For Sacramento, this is the best possible outcome, although the mayor will persist in efforts to construct a publicly subsidized entertainment facility. In the absence of the Kings, and Governor Jerry Brown's effort to redirect state redevelopment funds towards education, as given expression by his remark that we have to put education first and entertainment second, the probability of such a project going forward has dropped significantly. Without the Kings, it will be even more difficult to persuade the public to support any subsidy, and, without redevelopment funds, it will be hard to develop a plausible financial plan to pay for building and operating it. Upon being asked specifically about the use of redevelopment funds to build stadiums for football teams, such as the San Francisco 49ers and the Oakland Raiders, Brown stated, Private enterprise should be able to survive on its own, as witnessed at Pac Bell Park. His reference to Pac Bell Park alludes to the fact that the owners of the San Francisco Giants built a stadium south of Market in the 1990s without the use of such funds.

So, instead of directing municipal resources towards a redevelopment scheme that will require millions of subsidy dollars to enrich the owners of a sports franchise, Sacramento can now rationally attempt to address the needs of the city's people, such as indigent health care, recreational activities, assistance for the homeless, who, by the way, just got evicted from their self-governed camp along the river, treatment for the mentally disordered, police and fire protection and affordable housing, among others. By liberating itself from the neoliberal insistence that the city must be gentrified with municipal funds to provide a comfortable entertainment playground for middle and upper middle class people who predominately live on the city's periphery, Sacramento can focus its resources upon improving the city's quality of life, not just for people who can afford events at a glamourous entertainment facility and patronize the upscale restaurants and bars associated with it, but for all of the people who live within the various communities within its boundaries.

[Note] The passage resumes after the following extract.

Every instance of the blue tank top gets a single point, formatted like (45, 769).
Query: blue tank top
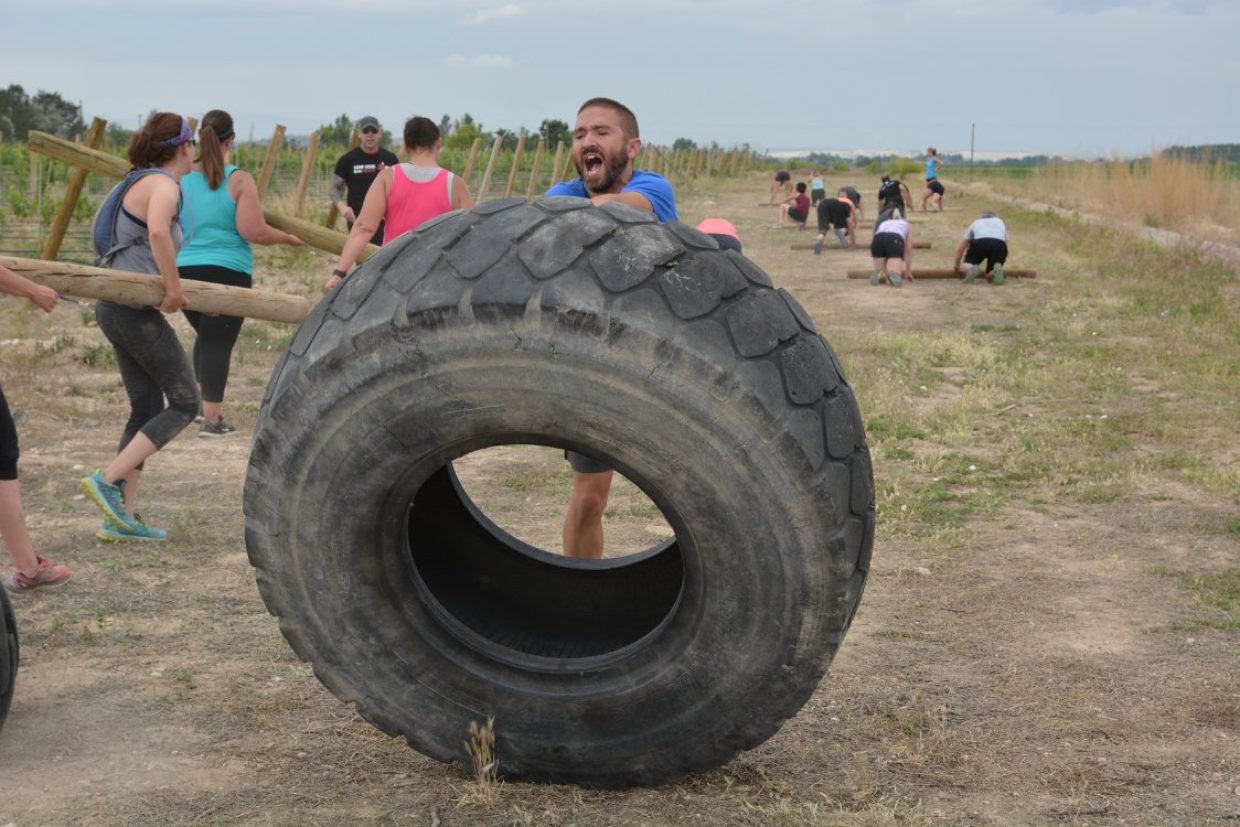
(210, 221)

In this, Sacramento can set an example for other cities around the country to emulate. Yes, there is life after the loss of a professional sports franchise, and a pretty good one with possibilities that were foreclosed by the demands of the team's millionaire owners and their fans.

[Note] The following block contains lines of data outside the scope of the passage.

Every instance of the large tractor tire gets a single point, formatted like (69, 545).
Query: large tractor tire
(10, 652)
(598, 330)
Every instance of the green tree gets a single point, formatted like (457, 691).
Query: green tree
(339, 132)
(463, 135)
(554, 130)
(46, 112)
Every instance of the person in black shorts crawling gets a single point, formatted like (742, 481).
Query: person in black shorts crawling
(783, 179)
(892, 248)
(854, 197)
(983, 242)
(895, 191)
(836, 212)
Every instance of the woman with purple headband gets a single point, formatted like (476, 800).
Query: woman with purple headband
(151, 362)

But, beyond this, there is an interesting social question. Over the past couple of weeks, I have perused the Sactown Royalty website, where local Kings fans have expressed their dismay over the prospect of losing the franchise. While some have expressed a predictable right wing anger towards those who would dare suggest that the city should use its funds to assist the homeless instead of subsidizing an arena for the owners of the Kings, the wealthy Maloofs, many others say that they will be adrift without the Kings and the NBA. Much of their life away from work appears to have been centered around going to Kings games, watching Kings games on television and following the NBA more generally. It is easy to dismiss them as a subculture of obsessed fans, but I think that this is mistaken. There are a lot of people who believe that Sacramento is nothing without the Kings, and have a limited concept of fulfillment through participating within the larger community around them. Instead, they conflate their gratification with the ability of the Maloofs to enrich themselves while providing an entertainment facility for them. The notion that their lives might be better in the absence of their deference to the Maloofs doesn't occur to them. Fans have accepted a neo-feudal identity demanded of them by the Maloofs and the NBA. As a result, we are subjected to fans complaining on local radio sports talk shows about what the Maloofs have put up with, as if the Maloofs have been victimized because of the city's failure to subsidize their basketball team.

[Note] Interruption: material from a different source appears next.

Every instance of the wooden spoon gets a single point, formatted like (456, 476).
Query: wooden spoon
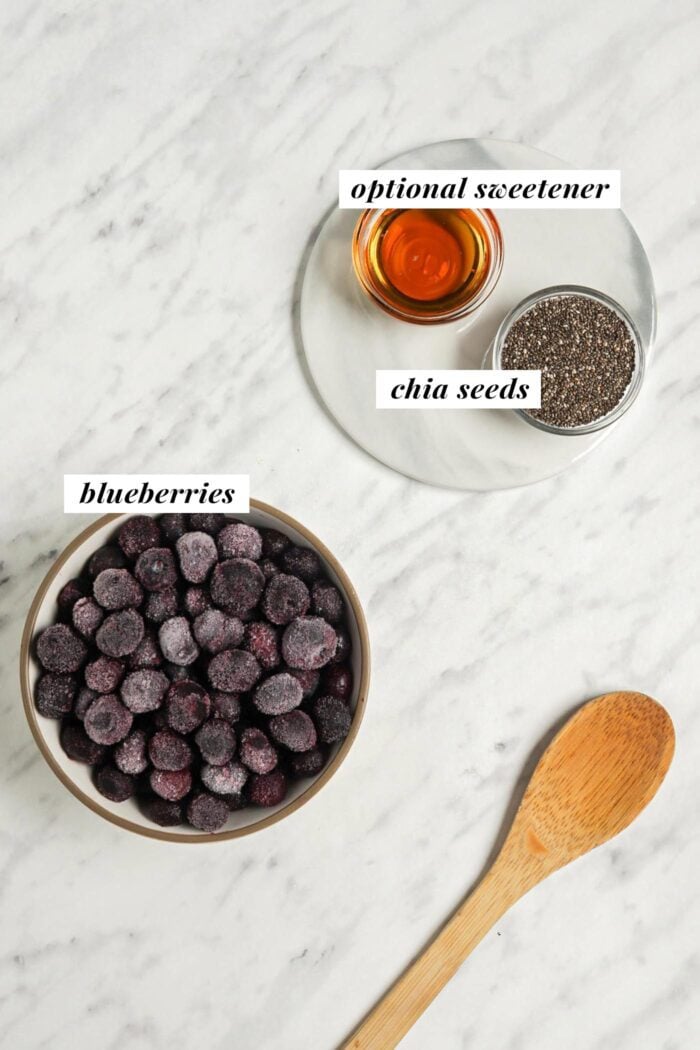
(598, 773)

Of course, it is easy to ridicule this, but, if we do so, we miss something more important. Professional sports are serving the purpose of atomizing society in such a way as to impair the ability of people to see themselves as part of a larger collective. Or, perhaps, more accurately, professional sports have substituted an innocuous collective identity for one that would encourage people to understand how they could work together and challenge those who take advantage of them and worsen the conditions of their daily lives. Embedded within this fandom is a tendency to induce people to accept a conservative, socially Darwinian vision of society that they might otherwise never accept, hence, the willingness to cast the Maloofs as victims of a government that refuses subsidize them. The means by which we can overcome the allure of this branded form of social identity is not readily apparent. For those of us on the left, we should consider how to confront this dilemma, a dilemma that is central to the persistence of neoliberalism, and, possibly, capitalism itself.